1 College of Computer Science and Information Systems, Najran University, Najran, 61441, Saudi Arabia
2 Department of Computer Science and Information Technology, University of Sargodha, Sargodha, 40100, Pakistan
3 School of Systems and Technology, University of Management and Technology, Lahore, 54782, Pakistan
4 Department of Computer Science, COMSATS University Islamabad, Wah Campus, Islamabad, 47040, Pakistan
5 Department of Medical Imaging, King Khaled Hospital, Najran, 61441, Saudi Arabia
6 Electrical & Electronics Engineering Department, Universiti Teknologi, Petronas, 31750, Malaysia
7 Department of Electrical Engineering, HITEC University, Taxila, 47080, Pakistan

* Corresponding Author: Muhammad Ramzan. Email: email

Intelligent Automation & Soft Computing 2023, 35(2), 1721-1736. https://doi.org/10.32604/iasc.2023.025597

Abstract

Coronavirus (COVID-19 or SARS-CoV-2) is a novel viral infection that started in December 2019 and has erupted rapidly in more than 150 countries. The rapid spread of COVID-19 has caused a global health emergency and resulted in governments imposing lock-downs to stop its transmission. There is a significant increase in the number of patients infected, resulting in a lack of test resources and kits in most countries. To overcome this panicked state of affairs, researchers are looking forward to some effective solutions to overcome this situation: one of the most common and effective methods is to examine the X-radiation (X-rays) and computed tomography (CT) images for detection of Covid-19. However, this method burdens the radiologist to examine each report.
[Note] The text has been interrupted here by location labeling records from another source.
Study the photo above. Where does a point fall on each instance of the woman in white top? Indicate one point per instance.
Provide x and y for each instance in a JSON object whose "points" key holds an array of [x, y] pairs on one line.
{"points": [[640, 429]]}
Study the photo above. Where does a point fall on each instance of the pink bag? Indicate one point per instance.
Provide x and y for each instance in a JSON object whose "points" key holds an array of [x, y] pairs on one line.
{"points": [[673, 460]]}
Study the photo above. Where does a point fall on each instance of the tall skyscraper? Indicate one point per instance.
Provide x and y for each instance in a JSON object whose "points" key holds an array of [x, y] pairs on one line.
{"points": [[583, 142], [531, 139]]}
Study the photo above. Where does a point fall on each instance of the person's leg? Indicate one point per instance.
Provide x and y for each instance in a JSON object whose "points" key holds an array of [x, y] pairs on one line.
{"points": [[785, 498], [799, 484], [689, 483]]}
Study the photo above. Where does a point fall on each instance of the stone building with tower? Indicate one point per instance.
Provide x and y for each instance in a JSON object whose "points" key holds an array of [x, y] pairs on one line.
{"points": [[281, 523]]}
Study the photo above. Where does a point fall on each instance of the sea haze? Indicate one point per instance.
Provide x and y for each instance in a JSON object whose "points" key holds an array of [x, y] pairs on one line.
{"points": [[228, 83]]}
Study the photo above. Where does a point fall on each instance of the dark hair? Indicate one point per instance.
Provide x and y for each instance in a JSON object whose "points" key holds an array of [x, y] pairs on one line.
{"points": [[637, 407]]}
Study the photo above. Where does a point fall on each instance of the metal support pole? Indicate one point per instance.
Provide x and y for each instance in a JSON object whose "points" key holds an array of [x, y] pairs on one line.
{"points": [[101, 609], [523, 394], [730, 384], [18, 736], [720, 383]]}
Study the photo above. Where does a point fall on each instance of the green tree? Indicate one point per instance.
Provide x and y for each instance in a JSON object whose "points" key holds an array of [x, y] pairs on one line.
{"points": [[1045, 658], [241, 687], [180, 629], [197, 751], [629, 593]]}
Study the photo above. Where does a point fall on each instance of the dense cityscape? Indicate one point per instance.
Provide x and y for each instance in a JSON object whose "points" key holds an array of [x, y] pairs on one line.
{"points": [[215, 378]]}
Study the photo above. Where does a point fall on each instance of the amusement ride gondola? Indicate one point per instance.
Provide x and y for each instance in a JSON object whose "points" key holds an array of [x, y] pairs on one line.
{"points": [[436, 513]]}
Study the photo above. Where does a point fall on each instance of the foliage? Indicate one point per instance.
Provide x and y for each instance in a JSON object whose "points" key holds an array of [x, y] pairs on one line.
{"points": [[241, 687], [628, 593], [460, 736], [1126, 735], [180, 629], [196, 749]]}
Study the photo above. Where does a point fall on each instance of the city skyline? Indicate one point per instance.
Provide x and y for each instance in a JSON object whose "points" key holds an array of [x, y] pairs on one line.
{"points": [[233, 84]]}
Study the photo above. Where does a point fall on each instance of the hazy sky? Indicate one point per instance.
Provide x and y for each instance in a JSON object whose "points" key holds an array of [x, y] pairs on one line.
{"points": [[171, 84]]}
Therefore, to reduce the burden on the radiologist, an effective, robust and reliable detection system has been developed, which may assist the radiologist and medical specialist in effective detecting of COVID. We proposed a deep learning approach that uses readily available chest radio-graphs (chest X-rays) to diagnose COVID-19 cases. The proposed approach applied transfer learning to the Deep Convolutional Neural Network (DCNN) model, Inception-v4, for the automatic detection of COVID-19 infection from chest X-rays images. The dataset used in this study contains 1504 chest X-ray images, 504 images of COVID-19 infection, and 1000 normal images obtained from publicly available medical repositories. The results showed that the proposed approach detected COVID-19 infection with an overall accuracy of 99.63%.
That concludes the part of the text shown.